Emerging Communities

Delta flight 251 from LAX to Atlanta was crammed to the gills. Just as I was settling into my seat, the person next to me, a young African-American woman, smiled and said “hello.” (Nearly everyone is friendlier since 9-11. People want to know if their fellow passengers are safe and or not.)

Petite and pretty, Sheila (not her real name) was on her way to visit friends for the weekend. After the preflight “safety show” we resumed our small talk. One of five children, Sheila lives just outside LA., and was a little concerned about the temperature in Atlanta. We didn’t talk long, just long enough to feel a sense of peace.

Strangers to Friends

Airplanes are public spaces. Although the seating arrangement, with everyone side-by-side looking forward, makes conversation difficult, the environment encourages public belonging.

“Ladies and gentleman.” The captain’s deep voice sounded over the intercom. “Although we’re ready to push back from the gate, we’ve been instructed to wait.” The deep sighs of resignation were audible all around me. “We’ve got to squeeze in thirty more people whose flight has been cancelled due to a problem with their aircraft.” People groaned. The sighing turned to swearing.

Finally we took off. During the four-hour flight, people slept, watched the movie, read, and worked on their laptops. There was very little conversing.

As we landed and deplaned, conversations began again. People wished each other good luck and safety in travel. Everyone new the next few minutes were going to be frustrating as we discovered just how messed up our schedules were. Most were good-natured about it.

The gate-connections counter was a mess; no one seemed to know what was going on. Frustration was turning to anger. One guy threw down the ropes that kept us in a line and screamed at the gate agent. Expletives filled the air. He became more agitated when security showed up. Just as the security guards were about to take him away, something amazing happened. People from our flight talked to him and calmed him down. They also convinced the security guards that the whole thing was a misunderstanding and that it was unnecessary to take their friend away.

“Friend?” We barely knew the guy. But here we were, defending him to airport security and helping him stay out of trouble. At what point, I asked myself, in our four hours together did this guy go from being a complete stranger to a friend? Watching public belongers care in such a significant way amazed me.

This small group had become a one-time, episodic community.

Instant Community - Act II

“Ladies and gentleman we are about ready to load the aircraft. However, this flight is in an overbooked situation. (More groans.) If you would like to volunteer to give your seat please come to the gate counter.”

What more could happen? No one was in the mood to give up his or her seat. By this time most thought they had earned it.

Suddenly, one man from our group stood and explained, “I know you would all like to get where you are going, but this lady and her family really need to get back to see their sick mother. They don’t have confirmed seats. Anyone willing to give up their seats for them?”

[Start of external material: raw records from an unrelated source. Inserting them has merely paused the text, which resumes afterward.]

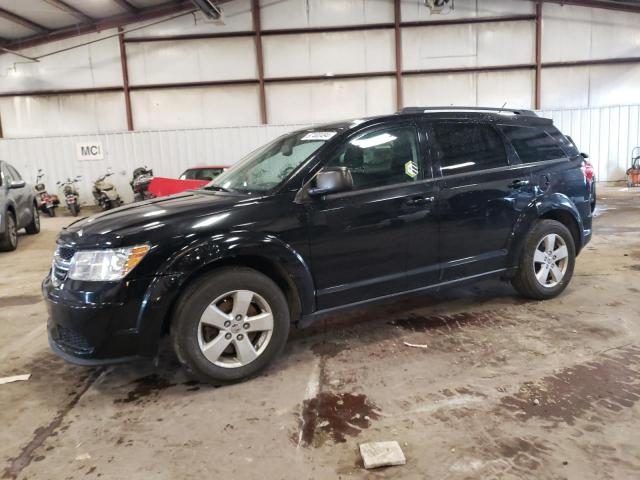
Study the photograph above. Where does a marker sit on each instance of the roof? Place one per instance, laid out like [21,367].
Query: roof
[25,23]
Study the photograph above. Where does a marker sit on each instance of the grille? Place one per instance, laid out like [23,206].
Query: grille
[73,340]
[61,263]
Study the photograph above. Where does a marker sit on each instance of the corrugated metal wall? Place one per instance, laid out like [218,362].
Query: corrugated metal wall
[168,152]
[607,134]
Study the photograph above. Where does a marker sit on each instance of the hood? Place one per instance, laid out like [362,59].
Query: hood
[145,221]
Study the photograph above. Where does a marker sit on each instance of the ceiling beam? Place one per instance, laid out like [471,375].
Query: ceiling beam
[25,22]
[65,7]
[143,15]
[127,6]
[619,6]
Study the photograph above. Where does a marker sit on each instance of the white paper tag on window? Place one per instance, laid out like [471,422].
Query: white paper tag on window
[318,135]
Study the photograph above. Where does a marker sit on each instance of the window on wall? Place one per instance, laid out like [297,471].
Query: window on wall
[383,157]
[463,147]
[533,144]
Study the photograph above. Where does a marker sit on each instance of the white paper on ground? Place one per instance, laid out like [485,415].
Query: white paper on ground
[381,454]
[15,378]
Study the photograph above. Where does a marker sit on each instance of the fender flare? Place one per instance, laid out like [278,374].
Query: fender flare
[201,256]
[539,208]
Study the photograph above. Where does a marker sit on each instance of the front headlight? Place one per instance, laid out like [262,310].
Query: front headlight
[105,265]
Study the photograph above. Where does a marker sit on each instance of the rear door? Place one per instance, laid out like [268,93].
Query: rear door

Immediately people moved toward the counter to give up their seats for this “stranger” and her family. The gate agent finally had to announce that she no longer needed seats. Again, “total strangers” became neighbors.

It Only Takes a Moment to Connect

It only takes a few short moments for people to connect in significant ways. One person’s spontaneous generosity or kindness can create an instant tipping point that creates environments where groups of people connect and help each other with their lives.

I believe we can create such environments in our congregations where people connect in significant, spatially-specific ways. We can bring value to the public way people connect through honoring these environments.

Next time we think about how episodic public encounters are insignificant, we would do well to remember that connections-significant connections-happen in all four spaces: public, social, personal, and intimate.

“Ladies and gentlemen welcome to Dayton International Airport where the local time is 1:30 a.m.” I started that journey a stranger among strangers. I arrived no longer a stranger. I had connected in significant ways to people I didn’t know in public space. It felt good to be a human.